Michel Claise: « Les organisations criminelles ont 200 guerres d’avance »
La criminalité financière coûte cher aux Etats. La Belgique ne fait pas exception, surtout avec le port d’Anvers. À un tel point « qu’on n’en serait pas au milliard près », selon Michel Claise. Devenu une figure médiatique avec le Qatargate, le juge d’instruction bruxellois estime que la classe politique ne mesure pas l’ampleur du problème.
La plupart des Belges ont passé la douloureuse étape annuelle de la déclaration fiscale, qu’il fallait remplir pour le 15 juillet dernier. Michel Claise, lui, garde le nez dans les chiffres et les rapports à longueur de journée. Juge d’instruction à Bruxelles, il était en charge du dossier Qatargate, qu’il a dû laisser tomber pour un potentiel conflit d’intérêts. Un coup dur pour l’homme de 67 ans, qui ne compte pas pour autant relâcher sa croisade contre la criminalité financière. Plus que son boulot, c’est le combat d’une vie.
Les fraudes fiscale et sociale atteindraient 20% du PIB de la Belgique. Qu’en pensez-vous ?
Michel Claise : Que c’est énorme. Vous vous rendez compte de ce que représente une telle somme ? On parle d’une centaine de milliards d’euros, quand même. Ça peut aller du travail au noir dans le café du coin, à la cybercriminalité, en passant par les narcotrafiquants et les grandes escroqueries à l’Etat. Je rappelle que la fraude fiscale la plus basique tient de la criminalité financière.
Au-delà des chiffres, ce genre d’abus financier crée des situations humaines regrettables. Tenez, la fraude sociale dans le secteur de la construction, par exemple. Plusieurs nationalités sont concernées : Bulgares, Roumains, Brésiliens, etc. Le travail au noir, en plus de faire perdre de l’impôt à l’Etat, crée des trous dans la sécurité sociale. Et ces travailleurs étrangers obtiennent parfois des rapatriements grâce à des contrats de travail, ou des allocations de chômage qui ne sont pas dues. Il n’y a pas assez d’inspecteurs sociaux mobilisés pour mener l’enquête, alors que la criminalité financière prend des proportions g-i-g-a-n-t-e-s-q-u-e-s.
Au-delà de certaines estimations globales, peut-on chiffrer les pertes pour l’Etat liées à la criminalité financière ?

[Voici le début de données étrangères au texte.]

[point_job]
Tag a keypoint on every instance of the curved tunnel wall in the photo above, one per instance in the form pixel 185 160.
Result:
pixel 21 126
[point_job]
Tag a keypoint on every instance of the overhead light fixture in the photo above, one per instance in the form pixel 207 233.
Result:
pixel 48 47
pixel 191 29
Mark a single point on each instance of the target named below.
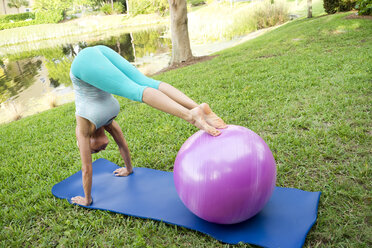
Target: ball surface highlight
(225, 179)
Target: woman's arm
(116, 132)
(83, 133)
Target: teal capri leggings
(106, 70)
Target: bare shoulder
(84, 126)
(116, 132)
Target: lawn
(305, 87)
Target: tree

Michel Claise : Je vous arrête tout de suite. C’est impossible à chiffrer de manière précise pour le moment. Mais j’ai demandé au parlement fédéral de le faire. J’alerte depuis quatre ans sur le phénomène de corruption, qui gangrène tant la sphère privée que la sphère étatique, et qui va grandissant. Nous avons besoin de concentrer nos moyens là-dessus, en collaboration avec les autres pays, car la tendance n’est pas spécifique à la Belgique. Elle touche toute l’Europe. J’aimerais présenter à la Chambre (des représentants, ndlr) un tableau pour leur montrer à quel point l’argent est blanchi, ce qui crée un énorme déséquilibre pour l’économie.
« Chaque année d’inaction se chiffre en milliers de milliards d’euros »
Michel Claise, juge d’instruction
Comment la criminalité financière touche la Belgique ?
Michel Claise : Le porte-drapeau le plus emblématique est sans doute le port d’Anvers (110 tonnes de cocaïne y ont été saisies par les autorités belges en 2022, un record, ndlr). Dans notre pays, le trafic de cocaïne et de cannabis rapporte bonbon, quand on sait qu’un gramme de coke à Anvers se vend à 50€. Pour que ce type de réseau fonctionne, il faut une organisation criminelle bien rodée. Acheminer la marchandise jusqu’au port. La transmettre à des intermédiaires, à qui l’on remet de l’argent liquide. Et pour pouvoir faire de l’argent ‘propre’, ce que j’appelle le produit financier, les organisations criminelles ont besoin de la corruption et du blanchiment.
Le blanchiment d’argent serait particulièrement problématique.
Michel Claise : Oui. En Europe, le produit financier atteint 1000 milliards d’euros chaque année. Je répète : 1000 milliards chaque année ! Problème : cet argent, qui est sale à la base, est blanchi et devient donc propre aux yeux de la loi ! Donc chaque année d’inaction se chiffre en milliers de milliards d’euros. Le jour où les autorités politiques s’attaqueront à cette véritable catastrophe…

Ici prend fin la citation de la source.